DAVID HOPKINS press still rolling in....

The two performances by DAVID HOPKINS at CMJ and THE CRAICFEST were amazing for all those that could actually fight through that insane NYC traffic this weekend (United Nations, Fashion Week, & CMJ). Sunday night's Craic Fest show at Arlene's Grocery was especially sweet.

Here is the HERALD article just dropped....

by Eamon Carr

With one of the more impressive Irish albums of the year to his credit, you'd think David Hopkins would be happy. But back in Ireland from his home in the States, he has a problem. People see him as a solo artist and have even begun to suggest he'll give Damien Rice a run for his singer-songwriter melancholy. "I don't come from that background," he stresses. "I got a guitar because I didn't want to lug keyboards around anymore. When I write a song, I think of a whole band. I much prefer that sound. I'm into Pink Floyd and Led Zeppelin."
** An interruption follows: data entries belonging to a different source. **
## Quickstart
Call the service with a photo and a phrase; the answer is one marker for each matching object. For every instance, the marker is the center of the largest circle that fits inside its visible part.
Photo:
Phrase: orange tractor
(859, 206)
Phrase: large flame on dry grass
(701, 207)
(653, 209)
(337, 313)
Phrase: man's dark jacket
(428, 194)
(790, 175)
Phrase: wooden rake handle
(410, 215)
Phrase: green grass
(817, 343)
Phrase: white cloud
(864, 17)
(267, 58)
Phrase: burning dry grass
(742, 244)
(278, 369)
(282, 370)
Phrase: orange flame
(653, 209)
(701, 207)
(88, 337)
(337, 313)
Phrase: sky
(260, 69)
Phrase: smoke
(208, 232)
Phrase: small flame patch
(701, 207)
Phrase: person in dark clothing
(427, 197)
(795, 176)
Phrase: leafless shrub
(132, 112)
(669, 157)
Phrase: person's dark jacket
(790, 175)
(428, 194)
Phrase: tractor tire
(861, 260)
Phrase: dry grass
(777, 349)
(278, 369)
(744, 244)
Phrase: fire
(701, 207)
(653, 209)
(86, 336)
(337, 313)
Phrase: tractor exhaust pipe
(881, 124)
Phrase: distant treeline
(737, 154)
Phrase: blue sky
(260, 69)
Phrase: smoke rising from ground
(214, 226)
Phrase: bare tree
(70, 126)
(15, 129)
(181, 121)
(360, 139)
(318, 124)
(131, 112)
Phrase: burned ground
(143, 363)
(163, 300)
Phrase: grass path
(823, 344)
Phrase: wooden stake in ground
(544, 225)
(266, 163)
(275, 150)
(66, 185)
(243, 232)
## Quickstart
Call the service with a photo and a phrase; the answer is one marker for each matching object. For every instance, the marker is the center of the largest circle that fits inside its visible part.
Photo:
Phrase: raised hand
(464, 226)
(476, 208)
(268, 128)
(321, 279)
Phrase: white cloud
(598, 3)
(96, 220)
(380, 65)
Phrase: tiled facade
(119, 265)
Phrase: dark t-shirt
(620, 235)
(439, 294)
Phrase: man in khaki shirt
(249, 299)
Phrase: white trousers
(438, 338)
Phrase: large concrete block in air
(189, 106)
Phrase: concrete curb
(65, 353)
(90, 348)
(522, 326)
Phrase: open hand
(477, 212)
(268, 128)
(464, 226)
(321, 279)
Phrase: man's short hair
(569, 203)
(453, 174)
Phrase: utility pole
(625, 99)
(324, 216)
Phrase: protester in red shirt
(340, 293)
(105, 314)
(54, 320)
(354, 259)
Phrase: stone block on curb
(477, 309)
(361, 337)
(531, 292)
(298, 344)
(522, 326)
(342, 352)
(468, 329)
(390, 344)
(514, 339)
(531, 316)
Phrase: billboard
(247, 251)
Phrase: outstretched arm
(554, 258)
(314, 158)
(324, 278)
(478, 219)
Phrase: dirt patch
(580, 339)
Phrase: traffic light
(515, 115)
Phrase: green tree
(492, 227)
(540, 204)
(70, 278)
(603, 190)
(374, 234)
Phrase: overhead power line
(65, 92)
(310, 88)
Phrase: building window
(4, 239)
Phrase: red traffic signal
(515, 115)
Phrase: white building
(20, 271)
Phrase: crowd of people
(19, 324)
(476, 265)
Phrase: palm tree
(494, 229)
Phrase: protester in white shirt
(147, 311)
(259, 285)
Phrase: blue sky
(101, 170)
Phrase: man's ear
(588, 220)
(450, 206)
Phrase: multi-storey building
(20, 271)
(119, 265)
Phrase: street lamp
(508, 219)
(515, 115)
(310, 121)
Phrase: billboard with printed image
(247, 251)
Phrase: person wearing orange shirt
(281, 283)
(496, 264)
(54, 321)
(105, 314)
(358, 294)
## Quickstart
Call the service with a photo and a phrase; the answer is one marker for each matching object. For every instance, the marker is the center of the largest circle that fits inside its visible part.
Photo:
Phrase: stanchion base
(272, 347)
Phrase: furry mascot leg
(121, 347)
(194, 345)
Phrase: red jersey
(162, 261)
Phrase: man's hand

Hopkins was a member of local outfit LIR, a brash combo wilfully out of step with their times. A good band who probably got the wrong breaks. They moved to America and that's where Hopkins' story took a new twist. "We got signed straight out of school," David recalls. "We were 17 when we got a deal. They put money into us. It was great. We thought we were going to make it. "At one gig in the States, we had 37 record companies come to see us," he says with a wry laugh. "The management strategy was, 'Let them wait'. But we waited. And waited. And nothing happened. We had a great time for a couple of years but after that it was a struggle." Hopkins quit the band. Then he quit music.

"I wasn't into it", he confesses. "I sold all my equipment. I went to college in New York for a few months but then I moved to San Francisco. I needed to earn a few bob." After a few years, he bought a guitarand began writing new songs, some of which are still performed by acts around ~San Francisco where he lived for seven years before moving back to New York. He'd worked as a session-player, toured with The Who for six months and was eventually spotted by the management company which handles The Killers. As his album, Amber & Green, receives a critical thumbs up, Hopkins is putting a band together in Dublin, a town he barely recognised on his return. "It had totally changed, he says. "People had money. The prices are unbelievable. It's worse here than in the States. But the music scene here is great. It's buzzing with all these young bands and singer songwriters."

Meanwhile, the songwriting continues: "I probably write about a hundred songs a year," he reveals. As the word of mouth buzz builds on Amber and Green, Hopkins is planning to tour with his band around the end of October. Expect the gigs to be a sell-out.

*Amber & Green is out on Reekus Records.